I Coldplay hanno iniziato il 2016 nel modo in cui voglio continuare a viverlo. La loro performance al Superbowl Halftime è stata una stravaganza caleidoscopica che ha segnato l’inizio di un anno di concerti euforici negli stadi. Dopo le date più raccolte del loro album Ghost Stories del 2014, il 2016 è stato l’anno che li ha ridefiniti come una delle più grandi band del mondo. Il concerto del Superbowl è stato seguito da 115.5 milioni di persone e ha visto esibirsi ospiti come Beyoncè, Bruno Mars e Mark Ronson. I Coldplay hanno proseguito illuminando enormi venue in giro per il mondo con gli “Xyloband” luminosi consegnati al pubblico, salvando Glastonbury dallo stupore post-Brexit e suonando al Wembley Stadium per tre sere consecutive.

Il batterista Will Champion è un po’ confuso mentre riflette su tuto questo dal confort della cucina a Londra. Sta riposando prima della prossima leg del tour della band. “È stato bello,” dice, “ma è difficile realizzare cosa è successo e quando, e ricordare che tutto questo è successo in un anno solamente...”.

Touchdown al Superbowl Halftime
“Il Superbowl è stato un’esperienza surreale e travolgente. Nei 6 mesi precedenti ha impegnato la nostra mente e nelle due settimane prima dell’evento provavamo ininterrottamente, tutto doveva andare alla perfezione. È stato lo spettacolo più ‘nostro’, più caratteristico dei Coldplay, che abbiamo portato a casa, in termini di diretta televisiva in prima serata. Ero felicissimo di come è riuscito. È stato davvero divertente, abbiamo conosciuto Beyoncè e Bruno e la sua squadra, è stato piacevole stare con loro per qualche settimana. C’erano molte cose che Chris doveva ricordare, come i segni sul palco, le posizioni che doveva occupare per essere ripreso dalle grandi telecamere che arrivavamo in picchiata sul palco. Ha fatto un lavoro eccellente.”

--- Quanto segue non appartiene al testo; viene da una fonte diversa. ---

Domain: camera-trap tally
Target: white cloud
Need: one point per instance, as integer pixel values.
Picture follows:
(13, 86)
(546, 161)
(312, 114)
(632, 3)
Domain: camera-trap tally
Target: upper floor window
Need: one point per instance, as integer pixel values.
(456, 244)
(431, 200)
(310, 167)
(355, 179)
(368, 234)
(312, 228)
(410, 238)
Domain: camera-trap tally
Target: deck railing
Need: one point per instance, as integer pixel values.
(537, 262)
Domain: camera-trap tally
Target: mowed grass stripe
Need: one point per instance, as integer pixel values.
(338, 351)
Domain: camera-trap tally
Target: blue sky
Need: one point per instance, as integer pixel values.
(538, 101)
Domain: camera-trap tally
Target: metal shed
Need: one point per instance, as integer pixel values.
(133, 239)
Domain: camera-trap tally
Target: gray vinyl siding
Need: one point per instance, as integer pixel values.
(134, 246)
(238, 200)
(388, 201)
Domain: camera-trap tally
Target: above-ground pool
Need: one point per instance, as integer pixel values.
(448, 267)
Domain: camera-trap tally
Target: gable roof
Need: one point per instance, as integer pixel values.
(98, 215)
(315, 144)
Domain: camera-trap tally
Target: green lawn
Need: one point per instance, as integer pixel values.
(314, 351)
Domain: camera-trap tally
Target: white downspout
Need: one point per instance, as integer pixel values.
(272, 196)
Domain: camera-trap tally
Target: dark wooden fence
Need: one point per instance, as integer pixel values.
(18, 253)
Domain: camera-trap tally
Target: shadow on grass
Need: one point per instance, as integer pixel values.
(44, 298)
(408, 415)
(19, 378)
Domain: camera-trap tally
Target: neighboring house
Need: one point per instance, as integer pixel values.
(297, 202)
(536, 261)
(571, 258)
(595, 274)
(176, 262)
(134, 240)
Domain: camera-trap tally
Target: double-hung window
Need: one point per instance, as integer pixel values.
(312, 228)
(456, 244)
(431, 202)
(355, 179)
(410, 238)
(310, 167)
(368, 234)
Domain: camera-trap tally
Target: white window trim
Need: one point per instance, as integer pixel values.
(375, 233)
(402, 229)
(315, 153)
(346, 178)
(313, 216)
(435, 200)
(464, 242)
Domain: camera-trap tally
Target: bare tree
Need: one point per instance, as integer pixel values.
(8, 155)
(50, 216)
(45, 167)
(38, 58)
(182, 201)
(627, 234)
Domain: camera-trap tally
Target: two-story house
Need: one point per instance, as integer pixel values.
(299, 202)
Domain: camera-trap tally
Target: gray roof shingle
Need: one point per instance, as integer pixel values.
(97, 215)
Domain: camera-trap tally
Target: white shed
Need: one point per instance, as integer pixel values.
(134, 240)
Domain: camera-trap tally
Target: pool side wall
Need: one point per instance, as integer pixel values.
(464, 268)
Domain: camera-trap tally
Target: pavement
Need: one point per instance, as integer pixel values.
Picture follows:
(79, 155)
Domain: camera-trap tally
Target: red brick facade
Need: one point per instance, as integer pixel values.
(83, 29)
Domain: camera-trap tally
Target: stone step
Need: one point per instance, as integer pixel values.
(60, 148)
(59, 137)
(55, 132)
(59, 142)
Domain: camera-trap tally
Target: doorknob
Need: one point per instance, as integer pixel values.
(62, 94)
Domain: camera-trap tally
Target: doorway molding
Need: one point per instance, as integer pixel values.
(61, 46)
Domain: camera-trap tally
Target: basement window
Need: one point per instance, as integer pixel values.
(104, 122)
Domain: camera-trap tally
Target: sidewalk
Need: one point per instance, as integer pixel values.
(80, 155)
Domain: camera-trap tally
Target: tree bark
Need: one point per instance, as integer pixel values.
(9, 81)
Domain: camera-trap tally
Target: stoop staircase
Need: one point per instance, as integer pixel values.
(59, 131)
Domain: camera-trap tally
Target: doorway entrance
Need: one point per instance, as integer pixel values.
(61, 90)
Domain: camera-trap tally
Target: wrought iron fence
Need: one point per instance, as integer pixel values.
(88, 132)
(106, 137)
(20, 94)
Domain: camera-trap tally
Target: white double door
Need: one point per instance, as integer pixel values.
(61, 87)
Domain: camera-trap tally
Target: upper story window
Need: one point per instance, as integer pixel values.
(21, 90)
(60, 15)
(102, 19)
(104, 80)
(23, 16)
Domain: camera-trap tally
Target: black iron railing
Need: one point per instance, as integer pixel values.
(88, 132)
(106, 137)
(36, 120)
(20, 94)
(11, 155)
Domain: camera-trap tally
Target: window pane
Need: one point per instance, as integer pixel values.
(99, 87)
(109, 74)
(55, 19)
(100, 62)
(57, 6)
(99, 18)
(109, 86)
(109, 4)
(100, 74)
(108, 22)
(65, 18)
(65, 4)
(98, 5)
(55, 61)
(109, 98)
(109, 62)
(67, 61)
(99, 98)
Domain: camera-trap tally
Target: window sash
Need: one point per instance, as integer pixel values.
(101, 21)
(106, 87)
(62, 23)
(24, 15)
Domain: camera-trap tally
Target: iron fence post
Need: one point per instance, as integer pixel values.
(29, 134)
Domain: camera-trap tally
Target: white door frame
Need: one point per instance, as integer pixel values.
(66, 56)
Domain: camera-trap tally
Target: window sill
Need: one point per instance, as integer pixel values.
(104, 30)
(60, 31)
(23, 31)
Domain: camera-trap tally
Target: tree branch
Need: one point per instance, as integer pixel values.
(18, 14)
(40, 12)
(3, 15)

Portare la famiglia in Sud America.
“Cerchiamo di andare in tour durante le vacanze scolastiche, così i nostri figli possono venire con noi. Abbiamo fatto un viaggio bellissimo in Sud America all’inizio del tour ed è stato fantastico iniziarlo così. I concerti sono stati fantastici e il pubblico è stato straordinario, e con noi c’erano i nostri figli; una bella sensazione. Ha dato il giusto inizio al tour, eravamo felici di ciò che stavamo facendo perché il tempo era scandito in modo più sopportabile, senza essere costretti a stare lontani dalle nostre famiglie per mesi. Questo rende la musica più fresca e ci fa divertire in tour.“

Ciao Wembley! I Coldplay sono a casa
“È eccitante suonare a Londra ed è davvero come tornare a casa. Senti il calore delle persone che sono felici di esserci. Dopo il concerto sono corso a casa. Dovevo tornare dai miei figli. Ci ho messo circa 20 minuti, il pubblico probabilmente era ancora di fronte al palco aspettando di uscire dallo stadio. È stato uno dei momenti più strani che ho vissuto, un sentimento inusuale, essere a casa ed aiutare i miei figli ad andare a dormire in una casa silenziosa e vuota 20 minuti dopo essere sceso dal palco di Wembley.”

Salvare Glastonbury
“Ovviamente, quest’anno è stato strano per il referendum. C’era una sorta di ombra sul festival, che è stato anche uno dei più piovosi. Ci piace suonare a Glastonbury. È come una grande partita di calcio quando hai il meteo contro e vuoi solo giocare la partita al meglio possibile e raggiugere il risultato. Mi sono ferito all’occhio con una bacchetta nella penultima canzone. Non potevo più vedere dall’occhio sinistro, ed ero un po’ preoccupato. Subito dopo il concerto, tutti si davano il cinque e dicevano: ‘È stato fantastico.’ Ed io indietreggiai, pensando, ‘Mi sono accecato...’. Durante la canzone che abbiamo fatto con Michael Eavis, ho dovuto coprirmi l’occhio per tutto il tempo, dato che sanguinava. Non è stata una bella sensazione.”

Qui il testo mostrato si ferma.